Opinion

OPINION | GREG HARTON: Sanders selection to articulate GOP response to State of the Union Address is puzzling

Selection of Sarah Huckabee Sanders to deliver the Republican response to President Joe Biden's State of the Union Address surprised me, but I may be using measures -- like achievement -- that have lost their significance in modern politics.

By the time Tuesday's speech to the U.S. Congress rolls around, Sanders will have been Arkansas' governor for 28 days. She's not held elective offices of any kind before. What exactly is it that recommends her to be, for one night, the standard bearer for the national Republican Party?

So far, she's governed through executive orders, some provocative, and through signing legislation advanced by the ongoing session of the state Legislature. Achieving her campaign promises remains to be seen, although that's likely given the makeup of the Legislature. As she's a rookie governor/elected official, I'm not sure I would expect anything more from her 28 days in, but I'm also not selecting her to make a nationally televised address in response to a president who's been in public service for 53 years.

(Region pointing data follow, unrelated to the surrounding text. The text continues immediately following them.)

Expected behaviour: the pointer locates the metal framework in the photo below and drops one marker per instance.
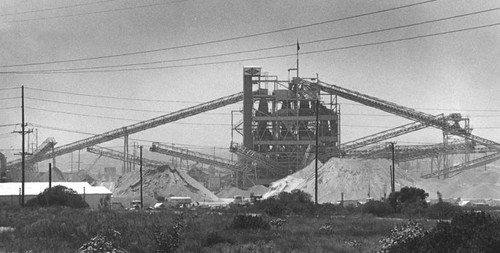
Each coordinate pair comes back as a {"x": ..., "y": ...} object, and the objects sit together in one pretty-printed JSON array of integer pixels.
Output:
[
  {"x": 240, "y": 170},
  {"x": 279, "y": 123},
  {"x": 135, "y": 128}
]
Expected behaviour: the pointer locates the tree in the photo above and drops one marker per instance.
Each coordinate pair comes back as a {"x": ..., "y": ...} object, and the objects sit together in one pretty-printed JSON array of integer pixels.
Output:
[
  {"x": 58, "y": 196},
  {"x": 408, "y": 198}
]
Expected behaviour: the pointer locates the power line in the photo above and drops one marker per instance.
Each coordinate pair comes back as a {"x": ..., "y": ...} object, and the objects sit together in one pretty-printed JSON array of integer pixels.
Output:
[
  {"x": 437, "y": 109},
  {"x": 54, "y": 8},
  {"x": 109, "y": 107},
  {"x": 258, "y": 58},
  {"x": 91, "y": 13},
  {"x": 219, "y": 40},
  {"x": 275, "y": 47},
  {"x": 12, "y": 107},
  {"x": 114, "y": 97},
  {"x": 9, "y": 88},
  {"x": 7, "y": 125},
  {"x": 9, "y": 98},
  {"x": 135, "y": 139},
  {"x": 116, "y": 118},
  {"x": 159, "y": 111}
]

Sanders will probably be good at it, though. She's sharpened her public presentation skills giving full-throated defense to Donald Trump's policies and personality while serving as his White House spokeswoman (I would say spokesperson, but I'm sure she'd prefer I'd not go gender neutral on her).

She's been intensely active in GOP politics for 20-plus years, a mover and shaker who first helped her father, Mike Huckabee, get re-elected as the state's governor and served him in his attempted run for president. She's been a driving force in unsuccessful campaigns of former Minnesota Gov. Tim Pawlenty for president and John Brunner for Missouri's governor. In the win column, she helped John Boozman become a U.S. senator in 2010 and did the same for Tom Cotton in 2014.

She's Arkansas' first female governor and she's the nation's youngest governor at the moment. Those aren't insignificant milestones.

I'm not saying she isn't accomplished in politics. She is a downright expert at campaigning, which matters a lot whether you're a Democrat or a Republican. But I do not yet consider her accomplished in public service. It seems that ought to matter before she's earned the national spotlight of the Republican Party.

But she also may be the GOP's attempt to maintain a palatable connection to the powerful grip Donald Trump's populism had on some segments of the voting public, the kind of grip people like Kevin McCarthy can't replicate on his own. As devoted as Sanders was to her former master, she's not Trump.

So what can the nation expect from a 28-day-old governor? Will the speech follow the path of her first-day executive orders, articulating the need to make sure "Latinx" and other gender-neutral terms aren't used? Will it be generalities about political indoctrination by teachers, another subject of her first-day penmanship?

I doubt we'll hear much about those things because far more serious matters will -- or should -- weigh in for a national address about the country's challenges and how political leaders should respond. But my surprise at her selection, beyond her lack of any record of achievement yet as governor, stems from her election strategy, which involved her speaking publicly very little because the governor's race was hers to lose based solely on her Trump credentials and, to a lesser degree, her father's relationship to state history and politics

Sanders selection, whatever else it may be, fits the GOP effort to groom her into a future national political contender, but will this speech matter? Does anyone remember who delivered last year's response to the State of the Union? It's like singing the National Anthem at the Super Bowl -- people remember only if you screw it up.